Lettre vagabonde – 23 décembre 2021
Le journal La Presse invitait ses lecteurs et lectrices à s’exprimer sur leur livre préféré de Marie-Claire Blais. En furetant dans ma bibliothèque, mes préférences glissèrent non pas vers les nombreux titres, mais vers les personnages. De Jean-Le Maigre à Petites Cendres, les rencontres furent nombreuses et marquantes. L’écrivaine semble avoir partagé le quotidien de ses personnages. C’est leur voix que j’entends à travers la sienne. N’a-t-elle pas écrit en ses tout débuts, « À quoi bon vivre si je ne vois d’un œil ardent / ce qui se déroule chez les peuples invisibles. »
Comment ne pas s’attacher à Jean-Le Maigre, l’enfant aux rêves prometteurs devenu la proie des religieux. Mai, la jeune révoltée éveille à toutes les injustices. Daniel, l’écrivain se démarque par son empathie contagieuse. La présence de Mabel perdure, cette vieille femme esseulée vivant en compagnie de son perroquet Jenny. Petites Cendres, le prostitué est aussi attachant que Jean-le Maigre. Que dire d’Augustino, mon écrivain préféré, l’indigné qui s’exilera quelque part en Afrique. Quand il disparut d’un tome de la série Soifs, j’ai écrit à Marie-Claire Blais, lui demandant ce qu’il était advenu de lui. Peu importe qu’ils soient pasteurs, itinérants, artistes, écrivains ou prostitués, ces êtres, la romancière me permet de les rencontrer, de les connaître et de les apprécier. Elle a éprouvé leurs émotions, me les a transmises.
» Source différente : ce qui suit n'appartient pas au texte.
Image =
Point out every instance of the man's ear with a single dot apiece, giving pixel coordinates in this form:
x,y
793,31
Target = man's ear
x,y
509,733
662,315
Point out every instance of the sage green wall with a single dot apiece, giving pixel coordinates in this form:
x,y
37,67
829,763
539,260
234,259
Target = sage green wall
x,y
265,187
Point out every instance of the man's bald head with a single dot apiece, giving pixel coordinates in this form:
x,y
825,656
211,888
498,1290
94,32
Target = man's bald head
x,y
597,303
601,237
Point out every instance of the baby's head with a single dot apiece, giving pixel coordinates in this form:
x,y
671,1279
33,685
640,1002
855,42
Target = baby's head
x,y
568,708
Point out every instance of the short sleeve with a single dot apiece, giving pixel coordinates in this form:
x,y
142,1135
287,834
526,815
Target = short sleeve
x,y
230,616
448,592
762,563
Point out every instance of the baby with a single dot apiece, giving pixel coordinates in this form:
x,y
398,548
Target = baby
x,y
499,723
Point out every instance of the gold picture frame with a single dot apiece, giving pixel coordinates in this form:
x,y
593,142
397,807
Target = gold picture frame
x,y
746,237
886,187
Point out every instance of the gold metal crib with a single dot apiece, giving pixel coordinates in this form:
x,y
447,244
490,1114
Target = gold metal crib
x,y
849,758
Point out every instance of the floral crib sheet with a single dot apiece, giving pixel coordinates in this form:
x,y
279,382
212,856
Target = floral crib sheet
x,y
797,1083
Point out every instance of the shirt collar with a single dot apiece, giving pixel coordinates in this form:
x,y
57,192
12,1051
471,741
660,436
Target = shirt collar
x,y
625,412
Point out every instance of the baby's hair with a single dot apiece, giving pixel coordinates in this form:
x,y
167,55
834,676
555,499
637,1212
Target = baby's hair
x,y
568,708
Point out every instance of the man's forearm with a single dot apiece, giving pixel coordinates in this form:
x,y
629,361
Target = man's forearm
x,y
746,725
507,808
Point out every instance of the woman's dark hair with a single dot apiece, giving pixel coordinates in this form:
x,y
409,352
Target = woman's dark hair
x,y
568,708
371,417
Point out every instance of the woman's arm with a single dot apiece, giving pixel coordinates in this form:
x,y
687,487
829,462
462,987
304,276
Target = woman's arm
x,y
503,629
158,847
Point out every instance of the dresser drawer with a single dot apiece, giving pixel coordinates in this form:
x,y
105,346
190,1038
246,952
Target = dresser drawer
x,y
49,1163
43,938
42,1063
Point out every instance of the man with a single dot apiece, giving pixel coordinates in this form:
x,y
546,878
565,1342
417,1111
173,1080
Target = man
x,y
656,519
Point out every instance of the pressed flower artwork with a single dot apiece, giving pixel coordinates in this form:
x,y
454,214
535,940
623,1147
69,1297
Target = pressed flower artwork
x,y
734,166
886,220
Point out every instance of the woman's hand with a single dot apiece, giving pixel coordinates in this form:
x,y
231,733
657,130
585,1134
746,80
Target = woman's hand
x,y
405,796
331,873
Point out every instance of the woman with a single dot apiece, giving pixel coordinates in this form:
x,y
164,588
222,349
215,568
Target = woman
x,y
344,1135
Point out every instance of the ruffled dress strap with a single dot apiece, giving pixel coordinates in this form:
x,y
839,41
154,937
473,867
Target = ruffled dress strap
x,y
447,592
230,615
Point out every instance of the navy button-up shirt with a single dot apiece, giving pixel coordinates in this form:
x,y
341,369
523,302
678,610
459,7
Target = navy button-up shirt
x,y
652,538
Marie-Claire Blais s’est peut-être substituée à chacun de ses personnages. Elle a tant fait siennes leurs souffrances et leurs ravissements. Le titre de son dernier roman, Un cœur habité de mille voix résume la vie de la femme et l’œuvre de la romancière que fut Marie-Claire Blais. Mille voix se sont exprimées à travers elle. C’est le cœur qui parle. Il n’est pas étonnant que je me sois attachée à ces êtres plus réels que fictifs. L’écrivaine avait raison de déclarer « qu’avec des lecteurs sensibles, il y a un véritable échange. » Son aptitude indéfectible à l’écoute de l’autre fut l’une de ses plus grandes forces. Les milles voix qu’emprunte l’écrivaine sont les voix de la transmission et du partage. À chaque lecteur et lectrice d’en recueillir l’usufruit.